‘Banker’ has become something of a curse word in the British lexicon but it’s another ‘B word’ that Bank of America (BoA) is trying to stamp out. The US bank has told senior staff they can’t talk about Brexit in the run up to June’s referendum vote.
Last week it told managers ‘not to provide opinions, not to influence voters, not to assume a particular result and not to engage in campaigning,’ (but apart from that they're free to do what they like...) according to the FT, and it has also reversed a decision to donate around £100,000 to the Remain campaign, Britain Stronger in Europe. Although its advisers will surely still discuss the potential outcomes of such a move on clients' finances, the bank is clearly keen not to be seen to be taking a side.

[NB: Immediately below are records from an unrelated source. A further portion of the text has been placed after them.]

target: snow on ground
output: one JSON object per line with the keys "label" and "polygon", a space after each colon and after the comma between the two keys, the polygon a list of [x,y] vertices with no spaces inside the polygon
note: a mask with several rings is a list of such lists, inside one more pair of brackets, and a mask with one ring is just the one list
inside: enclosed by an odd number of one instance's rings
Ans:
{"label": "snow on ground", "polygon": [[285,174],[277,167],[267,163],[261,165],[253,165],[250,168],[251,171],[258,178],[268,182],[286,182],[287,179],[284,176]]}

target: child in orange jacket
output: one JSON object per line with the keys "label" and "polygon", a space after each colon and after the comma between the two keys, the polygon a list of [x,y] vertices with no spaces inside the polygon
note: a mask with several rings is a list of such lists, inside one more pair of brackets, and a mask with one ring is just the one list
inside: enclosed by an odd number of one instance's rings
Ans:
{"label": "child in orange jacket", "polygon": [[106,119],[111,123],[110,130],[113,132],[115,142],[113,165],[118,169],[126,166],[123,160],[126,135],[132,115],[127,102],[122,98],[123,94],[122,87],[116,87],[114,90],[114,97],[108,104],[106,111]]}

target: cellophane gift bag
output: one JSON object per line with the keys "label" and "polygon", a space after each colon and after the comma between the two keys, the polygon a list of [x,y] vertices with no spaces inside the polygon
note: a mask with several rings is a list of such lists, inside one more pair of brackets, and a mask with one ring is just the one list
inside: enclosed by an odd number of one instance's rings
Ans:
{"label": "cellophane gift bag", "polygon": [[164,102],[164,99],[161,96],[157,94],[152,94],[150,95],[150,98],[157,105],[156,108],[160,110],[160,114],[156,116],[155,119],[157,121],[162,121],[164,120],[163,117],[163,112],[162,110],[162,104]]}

This mirrors a dilemma that has afflicted many boardrooms up and down the country. While many businesses are hoping for a particular outcome, getting political can be bad for a company’s brand. The issue could be particularly problematic for BoA, which will want to avoid looking like a foreign influence interfering with a democratic decision made by citizens of the UK (though that hasn’t stopped Goldman Sachs and other American banks getting stuck into the campaign).
It’s still not at all clear what Britain’s relationship with the EU would look like after a potential Brexit, but it comes with many risks. Though literal barriers are unlikely to spring up, figurative ones in the form of tariffs and regulations could make it significantly more difficult for UK-headquartered companies to do business across the continent.
It would be easy to decry BoA’s decision to remain neutral. Businesses have so much at stake in this debate and while it may be US-owned, the bank employs thousands in the UK (even if it’s not paying corporation tax at the moment...). But on the other hand, given their reputation in the UK, perhaps the best thing banks can do to prevent an out vote is to steer well clear.